Tracheal intubation following laryngoscopy is associated with a sympathetic surge due to noxious stimulation, resulting in tachycardia and hypertension, which may be detrimental, especially in patients with cardiovascular or cerebrovascular comorbidities¹. Various pharmacological agents such as opioids, beta-blockers, and calcium channel blockers have been employed to mitigate these responses, but their effectiveness varies, and they are often associated with side effects².

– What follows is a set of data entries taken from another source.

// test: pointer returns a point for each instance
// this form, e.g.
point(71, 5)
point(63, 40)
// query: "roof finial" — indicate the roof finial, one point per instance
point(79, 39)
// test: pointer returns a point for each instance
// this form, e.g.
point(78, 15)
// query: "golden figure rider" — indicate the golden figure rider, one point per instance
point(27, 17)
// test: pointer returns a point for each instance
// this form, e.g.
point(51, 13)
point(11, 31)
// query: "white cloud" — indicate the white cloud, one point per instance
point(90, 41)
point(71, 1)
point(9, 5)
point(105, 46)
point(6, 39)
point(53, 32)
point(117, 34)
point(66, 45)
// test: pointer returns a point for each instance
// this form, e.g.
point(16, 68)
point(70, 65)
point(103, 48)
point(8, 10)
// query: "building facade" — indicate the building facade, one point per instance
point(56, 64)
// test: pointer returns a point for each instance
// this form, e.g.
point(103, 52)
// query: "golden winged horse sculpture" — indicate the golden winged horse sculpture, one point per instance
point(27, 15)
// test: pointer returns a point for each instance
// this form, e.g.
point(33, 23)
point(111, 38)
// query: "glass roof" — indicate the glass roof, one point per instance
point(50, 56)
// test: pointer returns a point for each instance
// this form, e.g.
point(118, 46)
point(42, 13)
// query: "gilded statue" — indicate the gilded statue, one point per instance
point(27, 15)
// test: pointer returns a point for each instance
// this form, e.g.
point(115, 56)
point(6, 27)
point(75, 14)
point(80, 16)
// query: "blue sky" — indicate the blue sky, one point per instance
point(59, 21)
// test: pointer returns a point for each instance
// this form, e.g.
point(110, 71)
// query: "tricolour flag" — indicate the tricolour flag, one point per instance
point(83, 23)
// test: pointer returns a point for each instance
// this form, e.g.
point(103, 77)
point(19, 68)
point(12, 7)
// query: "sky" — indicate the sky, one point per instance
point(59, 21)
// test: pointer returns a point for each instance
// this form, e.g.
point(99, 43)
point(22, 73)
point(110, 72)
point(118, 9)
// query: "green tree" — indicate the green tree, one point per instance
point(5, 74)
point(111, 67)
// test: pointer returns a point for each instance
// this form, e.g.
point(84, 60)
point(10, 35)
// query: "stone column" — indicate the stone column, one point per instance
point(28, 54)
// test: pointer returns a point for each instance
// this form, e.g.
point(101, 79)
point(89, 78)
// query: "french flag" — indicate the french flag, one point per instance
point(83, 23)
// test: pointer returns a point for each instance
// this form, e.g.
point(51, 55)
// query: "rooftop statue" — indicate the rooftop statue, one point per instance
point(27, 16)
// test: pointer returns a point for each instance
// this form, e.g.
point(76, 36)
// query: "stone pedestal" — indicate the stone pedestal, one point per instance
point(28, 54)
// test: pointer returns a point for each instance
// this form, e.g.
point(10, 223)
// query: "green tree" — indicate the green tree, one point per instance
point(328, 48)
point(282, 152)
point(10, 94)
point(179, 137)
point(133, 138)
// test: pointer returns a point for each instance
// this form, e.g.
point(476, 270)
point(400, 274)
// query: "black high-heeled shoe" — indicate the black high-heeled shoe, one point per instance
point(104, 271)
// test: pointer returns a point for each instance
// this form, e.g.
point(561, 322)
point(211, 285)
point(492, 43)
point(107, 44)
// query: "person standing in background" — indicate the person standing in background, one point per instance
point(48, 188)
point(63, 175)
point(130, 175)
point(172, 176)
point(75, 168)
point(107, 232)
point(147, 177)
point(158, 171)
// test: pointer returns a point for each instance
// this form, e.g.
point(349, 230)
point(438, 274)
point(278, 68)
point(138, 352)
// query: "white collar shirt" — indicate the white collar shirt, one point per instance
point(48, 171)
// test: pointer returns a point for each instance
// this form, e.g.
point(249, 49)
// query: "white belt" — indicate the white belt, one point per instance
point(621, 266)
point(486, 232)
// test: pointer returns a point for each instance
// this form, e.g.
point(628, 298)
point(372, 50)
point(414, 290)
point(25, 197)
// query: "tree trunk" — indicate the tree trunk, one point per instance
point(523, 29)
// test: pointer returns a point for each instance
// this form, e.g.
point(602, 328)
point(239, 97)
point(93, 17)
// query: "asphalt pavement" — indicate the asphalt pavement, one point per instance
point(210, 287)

Dexmedetomidine, a selective α2-adrenoceptor agonist, has gained attention for its sedative, analgesic, and sympatholytic properties³. By reducing central sympathetic outflow and enhancing vagal activity, dexmedetomidine can blunt cardiovascular responses to noxious stimuli without significant respiratory depression⁴. Its use in anesthesia induction and perioperative care has expanded in recent years⁵.

Previous studies have investigated the effectiveness of dexmedetomidine in attenuating haemodynamic changes during laryngoscopy and intubation⁶. Most of these studies have employed a dose of 1 μg/kg, administered over 10 minutes prior to induction, and have shown favorable outcomes in terms of stability of heart rate and blood pressure⁷. However, higher doses may also be associated with adverse effects such as bradycardia and hypotension⁸. Thus, there is growing interest in exploring lower doses that might achieve adequate haemodynamic control while minimizing side effects⁹.

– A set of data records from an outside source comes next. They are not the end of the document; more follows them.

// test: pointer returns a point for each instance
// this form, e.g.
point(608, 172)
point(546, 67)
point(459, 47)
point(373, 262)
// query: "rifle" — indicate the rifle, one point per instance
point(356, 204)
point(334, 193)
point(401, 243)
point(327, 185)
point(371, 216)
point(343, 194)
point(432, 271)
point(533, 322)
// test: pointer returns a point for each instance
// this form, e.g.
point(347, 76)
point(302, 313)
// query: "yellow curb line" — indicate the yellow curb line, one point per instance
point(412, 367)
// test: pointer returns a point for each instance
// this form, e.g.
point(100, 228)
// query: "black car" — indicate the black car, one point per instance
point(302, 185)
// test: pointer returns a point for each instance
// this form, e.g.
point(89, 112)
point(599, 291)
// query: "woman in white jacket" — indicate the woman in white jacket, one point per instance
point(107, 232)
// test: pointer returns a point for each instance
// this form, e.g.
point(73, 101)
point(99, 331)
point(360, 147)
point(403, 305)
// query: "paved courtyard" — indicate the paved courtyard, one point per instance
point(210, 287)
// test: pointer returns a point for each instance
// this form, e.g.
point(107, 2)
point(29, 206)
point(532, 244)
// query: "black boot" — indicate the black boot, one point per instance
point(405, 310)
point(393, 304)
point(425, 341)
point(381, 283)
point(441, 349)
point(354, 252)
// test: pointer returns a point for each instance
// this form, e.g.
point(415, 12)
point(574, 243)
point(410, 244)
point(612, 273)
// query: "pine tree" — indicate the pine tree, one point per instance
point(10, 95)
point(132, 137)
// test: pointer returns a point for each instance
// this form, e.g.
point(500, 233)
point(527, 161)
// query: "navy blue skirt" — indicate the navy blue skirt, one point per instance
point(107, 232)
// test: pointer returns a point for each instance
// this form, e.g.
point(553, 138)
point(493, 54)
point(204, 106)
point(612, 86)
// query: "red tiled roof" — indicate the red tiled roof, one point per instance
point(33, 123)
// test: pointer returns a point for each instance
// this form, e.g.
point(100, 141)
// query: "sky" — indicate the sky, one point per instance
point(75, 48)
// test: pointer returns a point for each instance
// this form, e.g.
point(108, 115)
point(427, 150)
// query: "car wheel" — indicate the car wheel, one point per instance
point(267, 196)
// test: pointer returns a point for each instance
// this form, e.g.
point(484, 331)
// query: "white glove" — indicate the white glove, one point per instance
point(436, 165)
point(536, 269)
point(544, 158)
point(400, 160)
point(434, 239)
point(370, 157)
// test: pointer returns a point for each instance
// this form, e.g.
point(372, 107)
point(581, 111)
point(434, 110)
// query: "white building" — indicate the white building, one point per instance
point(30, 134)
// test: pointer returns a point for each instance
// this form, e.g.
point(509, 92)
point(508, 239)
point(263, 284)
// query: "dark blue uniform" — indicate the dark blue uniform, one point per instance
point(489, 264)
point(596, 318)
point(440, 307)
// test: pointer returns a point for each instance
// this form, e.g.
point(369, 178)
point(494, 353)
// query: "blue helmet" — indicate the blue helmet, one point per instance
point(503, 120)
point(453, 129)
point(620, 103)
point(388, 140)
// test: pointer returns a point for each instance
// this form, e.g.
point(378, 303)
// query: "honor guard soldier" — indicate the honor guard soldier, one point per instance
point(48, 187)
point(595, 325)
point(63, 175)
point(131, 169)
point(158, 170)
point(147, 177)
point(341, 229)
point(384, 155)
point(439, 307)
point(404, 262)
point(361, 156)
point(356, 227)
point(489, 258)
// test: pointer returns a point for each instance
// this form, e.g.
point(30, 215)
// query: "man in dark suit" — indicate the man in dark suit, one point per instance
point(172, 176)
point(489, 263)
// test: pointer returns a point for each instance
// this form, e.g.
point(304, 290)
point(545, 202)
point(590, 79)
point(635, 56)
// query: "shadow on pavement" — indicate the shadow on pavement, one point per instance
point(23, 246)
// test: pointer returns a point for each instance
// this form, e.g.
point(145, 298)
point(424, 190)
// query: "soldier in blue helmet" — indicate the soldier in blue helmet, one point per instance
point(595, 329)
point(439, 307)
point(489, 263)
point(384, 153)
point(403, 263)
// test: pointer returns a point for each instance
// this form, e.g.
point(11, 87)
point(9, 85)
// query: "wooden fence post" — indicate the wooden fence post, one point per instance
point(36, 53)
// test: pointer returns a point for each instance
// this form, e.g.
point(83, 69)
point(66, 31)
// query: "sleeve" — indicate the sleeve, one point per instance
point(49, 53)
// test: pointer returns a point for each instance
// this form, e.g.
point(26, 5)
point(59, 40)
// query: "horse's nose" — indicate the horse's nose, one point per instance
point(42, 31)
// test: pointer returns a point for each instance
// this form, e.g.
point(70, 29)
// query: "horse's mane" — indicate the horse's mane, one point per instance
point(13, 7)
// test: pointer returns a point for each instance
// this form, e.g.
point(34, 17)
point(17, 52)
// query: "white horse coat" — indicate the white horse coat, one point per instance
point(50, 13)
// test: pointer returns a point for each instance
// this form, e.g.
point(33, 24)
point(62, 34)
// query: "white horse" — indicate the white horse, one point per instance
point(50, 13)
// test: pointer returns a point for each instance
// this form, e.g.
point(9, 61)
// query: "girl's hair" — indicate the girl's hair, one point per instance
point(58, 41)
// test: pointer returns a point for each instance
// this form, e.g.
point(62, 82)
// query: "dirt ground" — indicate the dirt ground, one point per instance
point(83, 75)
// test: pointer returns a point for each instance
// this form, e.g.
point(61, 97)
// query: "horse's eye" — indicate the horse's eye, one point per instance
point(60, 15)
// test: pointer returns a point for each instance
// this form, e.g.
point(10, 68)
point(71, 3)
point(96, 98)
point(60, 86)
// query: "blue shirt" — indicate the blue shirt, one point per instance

In this context, we designed a comparative study to evaluate the efficacy of two different doses of dexmedetomidine—0.5 μg/kg and 1 μg/kg—for attenuating the haemodynamic response to laryngoscopy and tracheal intubation. We hypothesized that both doses would blunt the sympathetic response, but the higher dose might offer more profound attenuation. The primary endpoints included changes in heart rate, systolic and diastolic blood pressure, and mean arterial pressure at various peri-intubation time points.

This study aims to contribute to the optimization of dexmedetomidine dosing strategies in general anesthesia, particularly in settings requiring blunting of laryngoscopy-induced sympathetic responses.

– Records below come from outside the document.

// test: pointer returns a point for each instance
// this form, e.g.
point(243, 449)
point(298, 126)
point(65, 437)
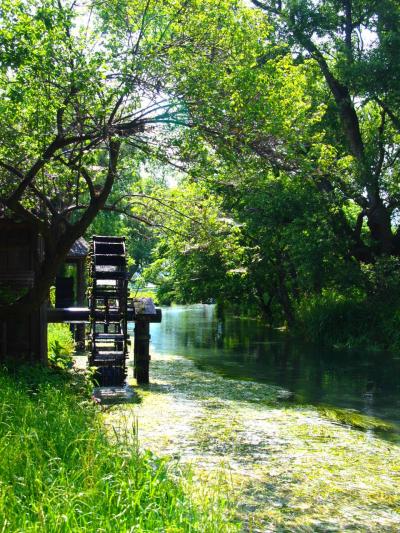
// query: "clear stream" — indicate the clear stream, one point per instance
point(294, 438)
point(368, 382)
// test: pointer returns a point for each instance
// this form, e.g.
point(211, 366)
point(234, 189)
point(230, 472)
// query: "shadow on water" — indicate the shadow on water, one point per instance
point(365, 382)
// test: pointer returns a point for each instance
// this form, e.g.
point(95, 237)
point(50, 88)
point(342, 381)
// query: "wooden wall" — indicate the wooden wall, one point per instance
point(21, 253)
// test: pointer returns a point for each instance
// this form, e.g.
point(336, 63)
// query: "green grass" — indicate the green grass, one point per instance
point(59, 472)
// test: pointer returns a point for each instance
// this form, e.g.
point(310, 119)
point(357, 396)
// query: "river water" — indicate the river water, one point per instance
point(368, 382)
point(276, 428)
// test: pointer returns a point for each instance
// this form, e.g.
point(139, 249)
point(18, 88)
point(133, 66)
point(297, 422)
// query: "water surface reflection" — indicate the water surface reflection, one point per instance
point(365, 381)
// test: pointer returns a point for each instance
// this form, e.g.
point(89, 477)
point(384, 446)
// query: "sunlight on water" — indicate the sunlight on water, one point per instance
point(284, 466)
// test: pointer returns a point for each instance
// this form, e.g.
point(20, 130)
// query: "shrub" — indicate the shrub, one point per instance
point(61, 346)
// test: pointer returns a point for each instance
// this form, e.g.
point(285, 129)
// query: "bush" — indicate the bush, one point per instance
point(60, 345)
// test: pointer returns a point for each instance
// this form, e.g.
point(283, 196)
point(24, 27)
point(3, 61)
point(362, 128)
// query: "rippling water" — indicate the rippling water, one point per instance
point(366, 381)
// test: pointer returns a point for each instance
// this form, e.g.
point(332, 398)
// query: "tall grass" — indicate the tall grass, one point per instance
point(60, 473)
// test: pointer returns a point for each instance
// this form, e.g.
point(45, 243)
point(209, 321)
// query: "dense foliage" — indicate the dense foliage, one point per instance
point(276, 122)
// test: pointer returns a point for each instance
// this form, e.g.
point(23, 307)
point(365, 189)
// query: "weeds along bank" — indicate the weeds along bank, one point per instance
point(59, 472)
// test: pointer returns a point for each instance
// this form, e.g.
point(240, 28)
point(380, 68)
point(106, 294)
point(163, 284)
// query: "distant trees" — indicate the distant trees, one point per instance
point(297, 136)
point(82, 100)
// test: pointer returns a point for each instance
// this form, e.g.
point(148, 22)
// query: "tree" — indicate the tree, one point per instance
point(79, 103)
point(362, 80)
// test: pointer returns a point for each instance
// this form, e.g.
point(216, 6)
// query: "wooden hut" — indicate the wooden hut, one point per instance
point(71, 286)
point(21, 254)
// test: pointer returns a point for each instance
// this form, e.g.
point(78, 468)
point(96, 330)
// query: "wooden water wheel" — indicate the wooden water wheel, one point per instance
point(108, 310)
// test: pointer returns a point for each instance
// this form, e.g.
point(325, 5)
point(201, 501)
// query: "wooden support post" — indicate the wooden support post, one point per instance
point(141, 351)
point(80, 300)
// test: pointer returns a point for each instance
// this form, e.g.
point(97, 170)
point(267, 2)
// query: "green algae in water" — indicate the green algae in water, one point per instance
point(284, 466)
point(354, 419)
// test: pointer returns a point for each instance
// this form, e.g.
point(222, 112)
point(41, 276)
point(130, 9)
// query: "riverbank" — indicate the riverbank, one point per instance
point(60, 472)
point(285, 467)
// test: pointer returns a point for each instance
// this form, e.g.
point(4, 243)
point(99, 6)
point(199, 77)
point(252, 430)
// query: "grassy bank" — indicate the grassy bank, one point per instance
point(59, 472)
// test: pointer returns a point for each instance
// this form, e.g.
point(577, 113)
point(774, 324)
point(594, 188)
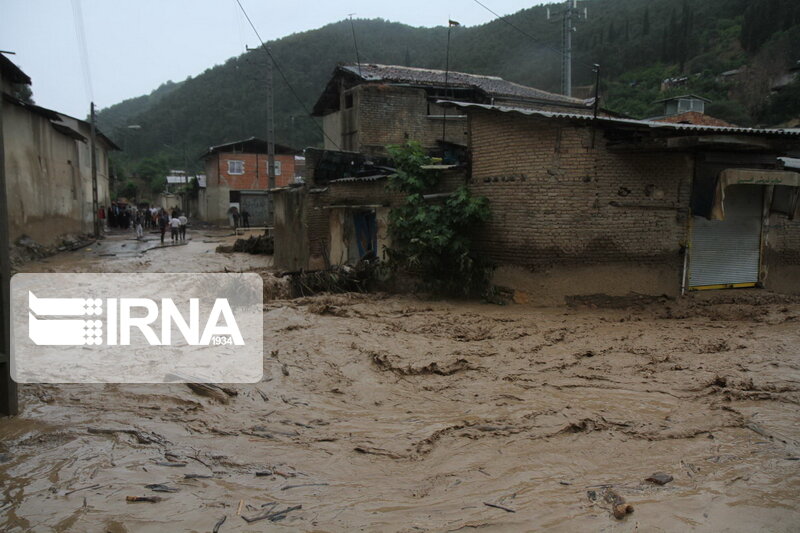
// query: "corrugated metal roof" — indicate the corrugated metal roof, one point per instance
point(360, 178)
point(696, 128)
point(250, 145)
point(491, 85)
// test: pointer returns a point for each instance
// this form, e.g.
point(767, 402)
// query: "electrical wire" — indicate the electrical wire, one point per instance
point(286, 81)
point(529, 36)
point(80, 34)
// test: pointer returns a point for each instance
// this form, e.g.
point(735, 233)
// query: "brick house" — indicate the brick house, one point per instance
point(341, 212)
point(613, 206)
point(237, 176)
point(580, 205)
point(365, 107)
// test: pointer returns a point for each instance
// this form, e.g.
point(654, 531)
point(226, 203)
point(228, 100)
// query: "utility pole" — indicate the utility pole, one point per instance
point(8, 388)
point(95, 206)
point(270, 138)
point(569, 15)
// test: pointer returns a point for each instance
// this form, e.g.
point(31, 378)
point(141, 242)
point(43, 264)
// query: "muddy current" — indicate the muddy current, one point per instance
point(397, 413)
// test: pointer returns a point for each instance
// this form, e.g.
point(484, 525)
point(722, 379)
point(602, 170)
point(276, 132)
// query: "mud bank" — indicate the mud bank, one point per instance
point(397, 414)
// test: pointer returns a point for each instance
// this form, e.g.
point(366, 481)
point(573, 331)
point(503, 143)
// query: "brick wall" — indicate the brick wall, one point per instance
point(255, 171)
point(354, 193)
point(556, 200)
point(392, 115)
point(781, 260)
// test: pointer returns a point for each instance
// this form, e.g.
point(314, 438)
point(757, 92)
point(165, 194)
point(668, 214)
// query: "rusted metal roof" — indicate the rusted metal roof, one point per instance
point(487, 87)
point(651, 124)
point(491, 85)
point(252, 145)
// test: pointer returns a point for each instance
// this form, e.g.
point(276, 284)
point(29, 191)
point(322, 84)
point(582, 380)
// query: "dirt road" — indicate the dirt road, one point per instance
point(382, 413)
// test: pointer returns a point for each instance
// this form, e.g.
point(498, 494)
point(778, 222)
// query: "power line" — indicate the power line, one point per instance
point(355, 43)
point(80, 34)
point(528, 35)
point(285, 80)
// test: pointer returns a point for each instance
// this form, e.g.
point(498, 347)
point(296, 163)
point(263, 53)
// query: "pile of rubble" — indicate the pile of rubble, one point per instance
point(260, 244)
point(26, 249)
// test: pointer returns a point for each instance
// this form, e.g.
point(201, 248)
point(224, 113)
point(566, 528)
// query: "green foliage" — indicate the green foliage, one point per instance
point(786, 102)
point(630, 39)
point(433, 238)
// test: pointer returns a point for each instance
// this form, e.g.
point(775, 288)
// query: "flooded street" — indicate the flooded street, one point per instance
point(395, 413)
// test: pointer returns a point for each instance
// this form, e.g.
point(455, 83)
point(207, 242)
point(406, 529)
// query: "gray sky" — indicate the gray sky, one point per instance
point(136, 45)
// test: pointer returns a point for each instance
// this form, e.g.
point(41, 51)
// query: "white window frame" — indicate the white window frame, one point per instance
point(231, 167)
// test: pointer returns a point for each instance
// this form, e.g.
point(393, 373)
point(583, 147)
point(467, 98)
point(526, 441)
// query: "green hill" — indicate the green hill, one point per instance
point(639, 43)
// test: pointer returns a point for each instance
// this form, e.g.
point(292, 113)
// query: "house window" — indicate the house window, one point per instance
point(235, 167)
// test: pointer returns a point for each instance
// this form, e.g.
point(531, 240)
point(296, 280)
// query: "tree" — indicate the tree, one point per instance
point(431, 238)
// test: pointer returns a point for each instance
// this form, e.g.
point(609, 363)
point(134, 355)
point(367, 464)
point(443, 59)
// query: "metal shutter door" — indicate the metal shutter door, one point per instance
point(255, 203)
point(727, 252)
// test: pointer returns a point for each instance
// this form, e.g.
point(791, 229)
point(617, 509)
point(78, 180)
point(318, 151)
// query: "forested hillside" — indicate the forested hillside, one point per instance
point(638, 43)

This prospective, randomized, double-blind comparative study was conducted in the Department of Anesthesiology at a tertiary care hospital over six months.

Study Population:

Sixty adult patients aged 18–60 years of ASA physical status I or II, scheduled for elective surgeries under general anesthesia requiring endotracheal intubation, were enrolled.

Inclusion Criteria:

• Age 18–60 years
• ASA I or II
• Elective surgery under general anesthesia
• Informed consent provided

Exclusion Criteria:

• History of cardiovascular, renal, or hepatic disease
• Use of β-blockers, sedatives, or antihypertensives
• Anticipated difficult airway
• Allergy to study drug
• Pregnancy or lactation

Randomization and Grouping:

Patients were randomly allocated into two groups (n=30 each) using a computer-generated randomization table:

• Group A: Received dexmedetomidine 0.5 μg/kg diluted in 50 mL NS over 10 minutes
• Group B: Received dexmedetomidine 1 μg/kg in 50 mL NS over 10 minutes

Both groups received standard premedication and monitoring.

Anesthesia Protocol:

All patients received glycopyrrolate 0.2 mg IV and fentanyl 2 μg/kg IV before induction. Induction was with propofol 2 mg/kg and vecuronium 0.1 mg/kg. Intubation was performed 3 minutes after muscle relaxant administration.

Monitoring and Data Collection:

Heart rate (HR), systolic blood pressure (SBP), diastolic blood pressure (DBP), and mean arterial pressure (MAP) were recorded at:

• Baseline (T0)
• Post-drug infusion (T1)
• Immediately post-intubation (T2)
• 1 min (T3), 3 min (T4), 5 min (T5), and 10 min (T6) post-intubation

Statistical Analysis:

Data were analyzed using SPSS v22. Quantitative variables were compared using Student’s t-test, and categorical variables using Chi-square test. A p-value <0.05 was considered statistically significant

Table 1: Baseline Demographics

In table 1, Comparable Age between Group A (38.3 ± 8.2 years) and Group B (36.9 ± 7.5 years), p = 0.52. Distribution of Sex beteen Group A = 16 males, 14 females; Group B = 17 males, 13 females, p = 0.80. Whereas, Weight between Group A = 64.2 ± 6.1 kg; Group B = 63.5 ± 5.9 kg, p = 0.65.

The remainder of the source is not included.